The density distribution resulting from the remodeling algorithm is also sensitive to the constant reference value k (Figure 5). The final density distribution for the lowest k value shows thicker but blurrier struts than those with higher k value. The highest k value resulted in thin branches that also spread to the vertices of the geometry. As seen from the top face of each cube in Figure 5, the higher k value resulted in smaller trabecular struts than did the lower k value.

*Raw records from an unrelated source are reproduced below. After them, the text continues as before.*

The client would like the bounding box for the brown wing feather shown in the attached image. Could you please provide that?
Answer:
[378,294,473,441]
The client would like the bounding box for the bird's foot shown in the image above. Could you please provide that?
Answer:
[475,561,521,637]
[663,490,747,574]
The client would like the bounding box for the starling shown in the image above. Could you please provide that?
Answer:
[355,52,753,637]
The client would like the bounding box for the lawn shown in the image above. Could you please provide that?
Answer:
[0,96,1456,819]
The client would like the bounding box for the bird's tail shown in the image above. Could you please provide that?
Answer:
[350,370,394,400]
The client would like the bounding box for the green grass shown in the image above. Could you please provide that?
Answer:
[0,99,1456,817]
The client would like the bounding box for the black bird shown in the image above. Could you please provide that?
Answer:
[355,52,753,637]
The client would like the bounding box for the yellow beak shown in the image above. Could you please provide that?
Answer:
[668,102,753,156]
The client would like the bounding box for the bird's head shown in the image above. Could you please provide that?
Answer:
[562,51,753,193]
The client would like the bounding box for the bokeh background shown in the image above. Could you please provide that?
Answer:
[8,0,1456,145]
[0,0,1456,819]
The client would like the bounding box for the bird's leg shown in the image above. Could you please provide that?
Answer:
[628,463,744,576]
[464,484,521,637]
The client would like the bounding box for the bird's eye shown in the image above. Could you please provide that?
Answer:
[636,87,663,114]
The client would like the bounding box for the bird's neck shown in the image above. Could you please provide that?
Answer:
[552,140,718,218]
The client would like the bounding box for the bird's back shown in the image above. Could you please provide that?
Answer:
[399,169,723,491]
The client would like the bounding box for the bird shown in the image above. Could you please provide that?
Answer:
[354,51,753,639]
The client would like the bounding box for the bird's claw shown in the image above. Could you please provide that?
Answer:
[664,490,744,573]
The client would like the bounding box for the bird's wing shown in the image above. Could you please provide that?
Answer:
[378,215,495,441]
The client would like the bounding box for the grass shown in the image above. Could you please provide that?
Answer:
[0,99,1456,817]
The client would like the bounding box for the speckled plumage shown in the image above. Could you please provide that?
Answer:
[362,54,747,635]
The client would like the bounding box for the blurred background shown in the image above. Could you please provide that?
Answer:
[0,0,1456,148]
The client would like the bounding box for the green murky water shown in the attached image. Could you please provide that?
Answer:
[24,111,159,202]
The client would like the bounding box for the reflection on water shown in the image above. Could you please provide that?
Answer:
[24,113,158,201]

Figure 5. Sensitivity of bone trabecular shape to the reference value k with increasing magnitudes from simulation (A). S7, (B). S8, (C). Baseline, (D). S9, and (E). S10 at iteration 200. (Legend unit is g/cm3).
The rate constant, τ, in the bone remodeling algorithm impacts the evolution of the bone density distribution (Figure 6). Similar density distributions were reached in a shorter iteration time for a higher rate constant (
Figure 6. The evolution of density distribution resulting from various rate constants in
Discussion
This is the first study to implement an SED-driven bone remodeling algorithm combined with a spatial influence function following Mullender’s work (Mullender et al., 1994), to create trabecular structures in simple 3D geometries. In comparison to 3D bone remodeling studies without a spatial influence function (Belinha et al., 2013; Shefelbine et al., 2005), this study enabled a density distribution that also propagated in directions not aligned with the external load. This study simulates the work of osteocytes in 3D, creating a non-local remodeling process due to spatial communication (Zhang et al., 2023). A sensitivity study was conducted on remodeling algorithm parameters, quantifying how different parameters influence not only bone mineral density but also the architecture of the resulting bone structure.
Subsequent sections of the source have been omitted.